Ancora sullo Jus soli

Avevo appena scritto, dopo il naufragio dello Jus soli al Senato: “e ora speriamo di non sentirne più parlare”. Pia illusione! Il coretto del gallinaio buonista ha continuato. Il serafico Cuperlo chiede che Mattarella prolunghi la legislatura di due settimane, in modo che il Parlamento possa votare la legge. A parte l’assurdo della richiesta (se si dovesse allungare un Parlamento per le leggi pendenti, voteremmo nel Tremila), ci spiega Cuperlo da dove spunterebbe miracolosamente una maggioranza, che in Parlamento, ripetiamolo fino alla nausea, non c’è?
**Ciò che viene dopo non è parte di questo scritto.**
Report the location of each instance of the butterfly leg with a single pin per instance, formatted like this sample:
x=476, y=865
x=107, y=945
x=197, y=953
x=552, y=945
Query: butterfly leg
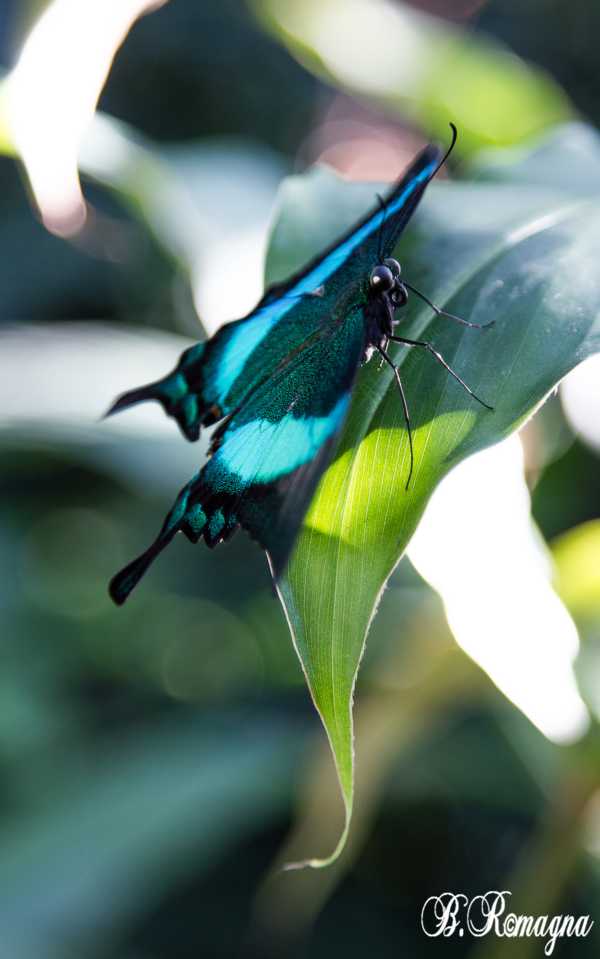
x=440, y=359
x=450, y=316
x=404, y=407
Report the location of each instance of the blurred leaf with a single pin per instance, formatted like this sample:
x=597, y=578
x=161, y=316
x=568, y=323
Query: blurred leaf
x=577, y=564
x=113, y=832
x=419, y=66
x=484, y=251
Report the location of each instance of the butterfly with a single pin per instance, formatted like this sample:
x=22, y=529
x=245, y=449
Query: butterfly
x=279, y=383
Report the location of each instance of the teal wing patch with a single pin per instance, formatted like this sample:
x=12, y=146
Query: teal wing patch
x=267, y=458
x=215, y=378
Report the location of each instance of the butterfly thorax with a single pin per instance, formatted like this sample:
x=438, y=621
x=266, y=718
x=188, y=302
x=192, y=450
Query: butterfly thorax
x=386, y=294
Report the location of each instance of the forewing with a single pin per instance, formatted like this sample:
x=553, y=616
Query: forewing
x=268, y=457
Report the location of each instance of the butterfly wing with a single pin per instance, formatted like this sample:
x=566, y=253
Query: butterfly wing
x=214, y=378
x=268, y=457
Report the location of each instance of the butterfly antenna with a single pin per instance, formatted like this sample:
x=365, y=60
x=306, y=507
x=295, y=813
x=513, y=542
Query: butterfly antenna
x=448, y=151
x=439, y=312
x=383, y=206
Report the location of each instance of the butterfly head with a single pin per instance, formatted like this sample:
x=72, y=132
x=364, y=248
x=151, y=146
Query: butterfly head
x=385, y=282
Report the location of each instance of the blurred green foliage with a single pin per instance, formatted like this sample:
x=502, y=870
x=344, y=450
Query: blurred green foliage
x=150, y=757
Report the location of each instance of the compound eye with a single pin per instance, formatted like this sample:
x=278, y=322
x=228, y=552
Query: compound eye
x=382, y=279
x=394, y=266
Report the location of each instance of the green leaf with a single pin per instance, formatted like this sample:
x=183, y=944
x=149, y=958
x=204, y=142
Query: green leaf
x=420, y=66
x=521, y=253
Però il rimedio l’ha trovato l’ineffabile Pollastrini (Saepe conveniunt nomina…): “Proviamoci con la fiducia”. Primo: se su un tema di cittadinanza si decidesse con la fiducia, questo sarebbe, sì, un oltraggio alla democrazia e alla sovranità popolare; secondo: chi gliela la darebbe la fiducia a un governo che sta con le valige pronte per andarsene? Veramente ai centristi contrari alla legge tremerebbe il polso a far cadere l’ottimo Gentiloni un mese prima del dovuto? Insomma, la stoltizia umana non ha limiti.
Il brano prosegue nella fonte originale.